Reading around this morning, I found this Pew Forum poll on political views and religion. Some very interesting things in there, including, I think, some confirmation that a lot of conservative evangelicals hold political beliefs that are not filtered through their faith. As I read the report, evangelicals see homosexual issues and abortion through the lens of their faith, but not issues like immigration and the environment. (Oddly enough, btw, white evangelicals support more stricter environmental regulations. They just don't vote that way.)

I have been musing for sometime that conservative evangelicals (and probably not just them) compartmentalize their faith and their politics. Over here, we have faith and "quiet times" and BSF meetings and the "personal relationship with Jesus as most important thing in the world." In that world, concern for the poor and the prisoner are at least talked about.

But over here, we have politics where tax cuts dominate, and government programs for the poor are derided as helping "welfare queens" and encouraging "dependency" and "laziness." Here, prisoners are to be feared and it is ok if they are executed in an unfair system or tortured if in the wrong place at the wrong time in the "war on Terror."

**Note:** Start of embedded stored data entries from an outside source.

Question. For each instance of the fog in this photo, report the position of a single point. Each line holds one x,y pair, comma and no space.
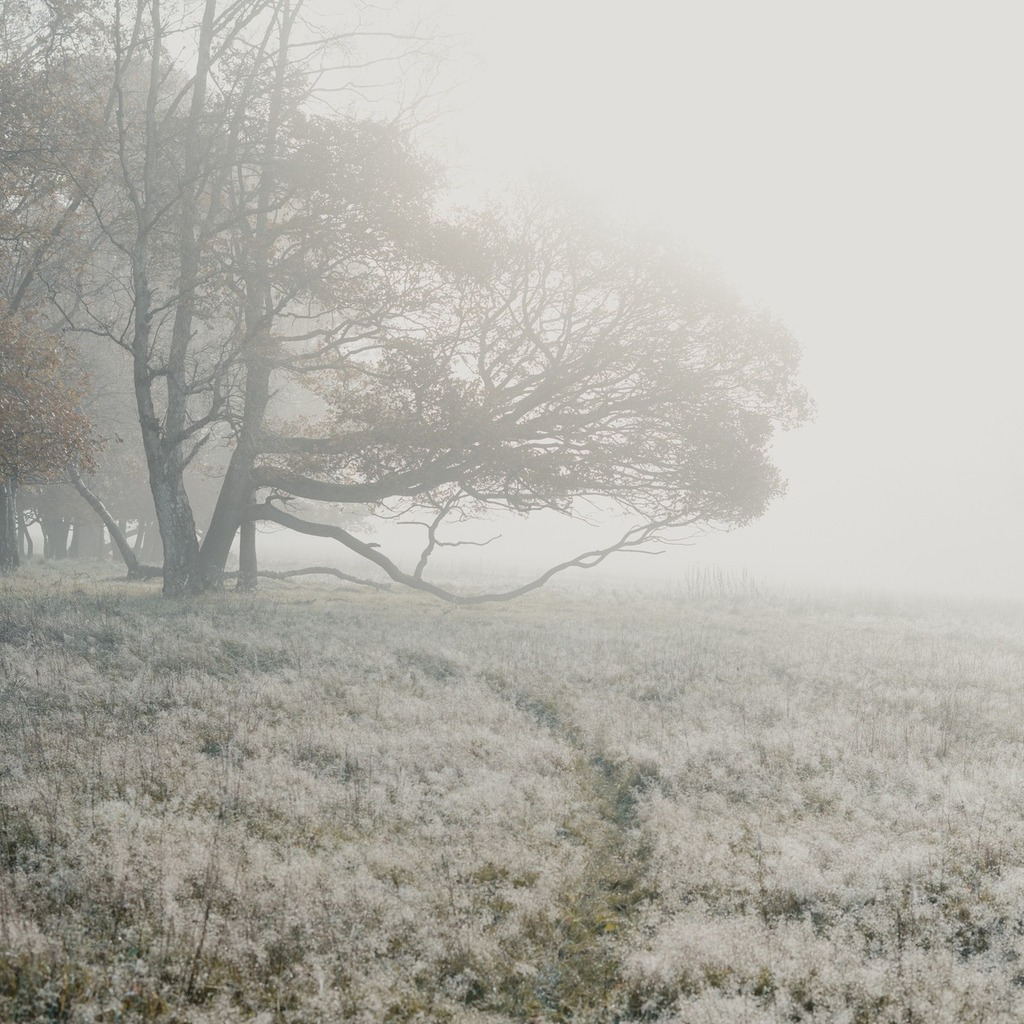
855,168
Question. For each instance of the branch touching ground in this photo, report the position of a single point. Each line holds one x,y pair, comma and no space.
314,570
632,540
135,569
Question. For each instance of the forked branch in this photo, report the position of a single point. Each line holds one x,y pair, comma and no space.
633,540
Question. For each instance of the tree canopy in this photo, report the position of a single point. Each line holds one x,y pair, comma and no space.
286,280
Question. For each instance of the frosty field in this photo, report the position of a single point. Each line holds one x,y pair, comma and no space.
689,806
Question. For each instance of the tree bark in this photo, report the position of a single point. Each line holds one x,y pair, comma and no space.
248,568
117,535
9,558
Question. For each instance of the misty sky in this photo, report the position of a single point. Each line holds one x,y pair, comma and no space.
857,168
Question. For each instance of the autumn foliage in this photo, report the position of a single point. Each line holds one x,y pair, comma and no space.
42,430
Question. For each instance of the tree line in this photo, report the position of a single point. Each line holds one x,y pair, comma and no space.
279,312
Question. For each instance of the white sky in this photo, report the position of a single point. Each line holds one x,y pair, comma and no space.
859,169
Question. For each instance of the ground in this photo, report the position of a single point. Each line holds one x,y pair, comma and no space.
699,804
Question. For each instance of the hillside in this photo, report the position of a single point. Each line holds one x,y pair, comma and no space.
320,805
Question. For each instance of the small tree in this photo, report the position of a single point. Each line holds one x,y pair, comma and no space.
42,431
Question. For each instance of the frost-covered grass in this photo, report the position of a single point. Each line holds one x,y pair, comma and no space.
320,805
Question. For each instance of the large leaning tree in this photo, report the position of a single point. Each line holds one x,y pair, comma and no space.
254,252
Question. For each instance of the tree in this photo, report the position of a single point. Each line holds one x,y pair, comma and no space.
248,245
42,431
555,368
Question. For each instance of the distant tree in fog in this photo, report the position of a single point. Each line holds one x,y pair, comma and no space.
287,291
42,429
550,365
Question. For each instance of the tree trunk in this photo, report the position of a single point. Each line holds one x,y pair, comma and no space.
248,568
55,530
26,548
9,558
114,528
88,539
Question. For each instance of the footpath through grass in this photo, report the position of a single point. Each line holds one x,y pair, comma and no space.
320,805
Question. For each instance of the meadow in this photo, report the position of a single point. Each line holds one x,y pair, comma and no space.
696,804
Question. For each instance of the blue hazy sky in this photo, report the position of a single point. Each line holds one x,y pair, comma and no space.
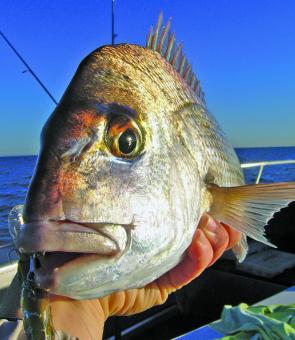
242,51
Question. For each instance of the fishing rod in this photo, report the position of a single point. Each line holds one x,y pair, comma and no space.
28,67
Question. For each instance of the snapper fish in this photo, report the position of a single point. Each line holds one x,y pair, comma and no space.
130,160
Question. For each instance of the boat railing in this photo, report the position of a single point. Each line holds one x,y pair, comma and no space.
261,166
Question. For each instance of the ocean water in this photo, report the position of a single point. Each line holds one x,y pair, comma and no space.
16,172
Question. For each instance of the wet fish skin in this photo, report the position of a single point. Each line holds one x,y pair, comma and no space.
162,191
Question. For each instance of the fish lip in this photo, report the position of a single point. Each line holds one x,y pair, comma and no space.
33,237
47,265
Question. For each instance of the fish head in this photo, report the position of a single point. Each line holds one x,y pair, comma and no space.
113,202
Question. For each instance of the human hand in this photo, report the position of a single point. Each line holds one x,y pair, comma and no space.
85,319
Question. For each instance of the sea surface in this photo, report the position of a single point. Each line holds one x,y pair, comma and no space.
16,172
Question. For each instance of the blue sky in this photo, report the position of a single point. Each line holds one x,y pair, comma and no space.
242,51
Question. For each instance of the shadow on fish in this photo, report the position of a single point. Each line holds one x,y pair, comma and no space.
130,160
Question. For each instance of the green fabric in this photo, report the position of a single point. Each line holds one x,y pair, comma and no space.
256,323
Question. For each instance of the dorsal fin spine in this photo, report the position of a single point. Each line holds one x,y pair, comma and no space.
176,55
162,40
149,38
163,36
169,47
156,34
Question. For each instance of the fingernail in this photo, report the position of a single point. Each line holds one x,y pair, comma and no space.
211,225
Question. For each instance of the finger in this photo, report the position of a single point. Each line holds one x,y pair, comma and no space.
196,260
82,319
217,235
234,236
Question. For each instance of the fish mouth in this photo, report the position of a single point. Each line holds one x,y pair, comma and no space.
55,246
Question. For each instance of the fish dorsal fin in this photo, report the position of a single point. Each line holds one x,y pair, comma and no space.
162,40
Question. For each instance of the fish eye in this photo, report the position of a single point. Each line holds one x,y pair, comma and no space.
124,137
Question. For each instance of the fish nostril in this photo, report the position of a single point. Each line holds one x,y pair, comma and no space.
37,263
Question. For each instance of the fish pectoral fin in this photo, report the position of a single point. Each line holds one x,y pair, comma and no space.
248,208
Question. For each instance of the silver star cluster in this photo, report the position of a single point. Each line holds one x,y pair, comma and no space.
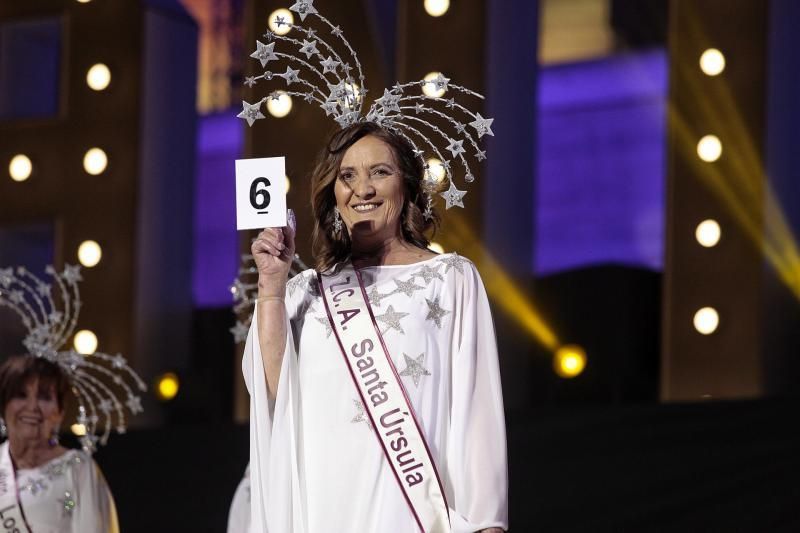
104,385
328,80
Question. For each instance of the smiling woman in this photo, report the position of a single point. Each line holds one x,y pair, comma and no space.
57,489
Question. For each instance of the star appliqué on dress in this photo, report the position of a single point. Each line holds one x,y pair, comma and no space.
361,415
392,319
415,369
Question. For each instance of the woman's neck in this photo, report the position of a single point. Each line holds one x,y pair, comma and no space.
392,251
32,453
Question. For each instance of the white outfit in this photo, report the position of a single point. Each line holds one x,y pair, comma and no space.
239,513
315,463
66,495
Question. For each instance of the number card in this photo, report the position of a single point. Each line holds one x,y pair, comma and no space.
260,193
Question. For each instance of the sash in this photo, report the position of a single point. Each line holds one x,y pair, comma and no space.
12,519
384,397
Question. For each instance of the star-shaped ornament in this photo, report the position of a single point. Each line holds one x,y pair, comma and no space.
72,273
453,261
329,65
415,369
251,112
309,48
482,125
290,75
435,312
264,53
303,8
440,82
456,147
392,319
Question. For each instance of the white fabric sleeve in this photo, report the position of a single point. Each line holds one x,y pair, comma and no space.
476,450
275,495
94,511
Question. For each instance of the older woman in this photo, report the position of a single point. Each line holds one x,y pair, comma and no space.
375,393
45,487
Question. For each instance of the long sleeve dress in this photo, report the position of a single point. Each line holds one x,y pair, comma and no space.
66,495
315,462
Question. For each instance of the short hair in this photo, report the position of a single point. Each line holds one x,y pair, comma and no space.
330,248
18,370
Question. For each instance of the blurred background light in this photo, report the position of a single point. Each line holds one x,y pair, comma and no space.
85,342
95,161
706,320
712,62
708,233
98,77
20,167
89,253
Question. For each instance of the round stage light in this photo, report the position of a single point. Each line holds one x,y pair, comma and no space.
20,167
706,320
279,105
569,361
98,77
89,253
287,20
436,8
435,170
712,62
85,342
168,386
95,161
429,89
708,233
709,148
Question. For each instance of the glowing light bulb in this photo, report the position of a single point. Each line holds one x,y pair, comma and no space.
709,148
280,21
280,105
436,8
706,320
95,161
712,62
20,167
85,342
708,233
168,386
430,89
89,253
569,361
436,170
98,77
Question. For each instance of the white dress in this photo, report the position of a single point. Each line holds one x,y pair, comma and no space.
315,463
239,513
66,495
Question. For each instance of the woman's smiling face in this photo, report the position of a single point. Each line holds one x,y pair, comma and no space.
369,191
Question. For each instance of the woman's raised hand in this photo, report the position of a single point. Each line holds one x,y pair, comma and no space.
273,253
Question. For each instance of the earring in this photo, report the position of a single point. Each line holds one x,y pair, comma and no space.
337,222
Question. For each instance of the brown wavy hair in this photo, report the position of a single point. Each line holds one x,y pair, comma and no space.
329,248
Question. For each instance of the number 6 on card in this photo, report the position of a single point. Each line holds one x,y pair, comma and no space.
260,193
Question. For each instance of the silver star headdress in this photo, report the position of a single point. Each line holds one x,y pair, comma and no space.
99,381
328,80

I am not sure why the disconnect, frankly. But I think it is partly because the church themselves have decided that certain topics and moral issues are not church worthy. They can and do grapple with the concept of marriage and homosexuality and abortion, but do not, in the main, grapple with the environment, torture, capital punishment, or even the broader issues of poverty. As I have told a friend of mine, when the church refuses to address these moral issues, they abdicate their role as moral leader and essentially leave that to Fox News (for the conservative church goer) or other institutions.

I remember well that Pew poll that showed some 60% of white evangelicals supporting torture in some form. Many of those polled said that their support for Bush's torture regime was not based in their faith at all. In fact, when asked to address torture through the lens of their faith, support dropped.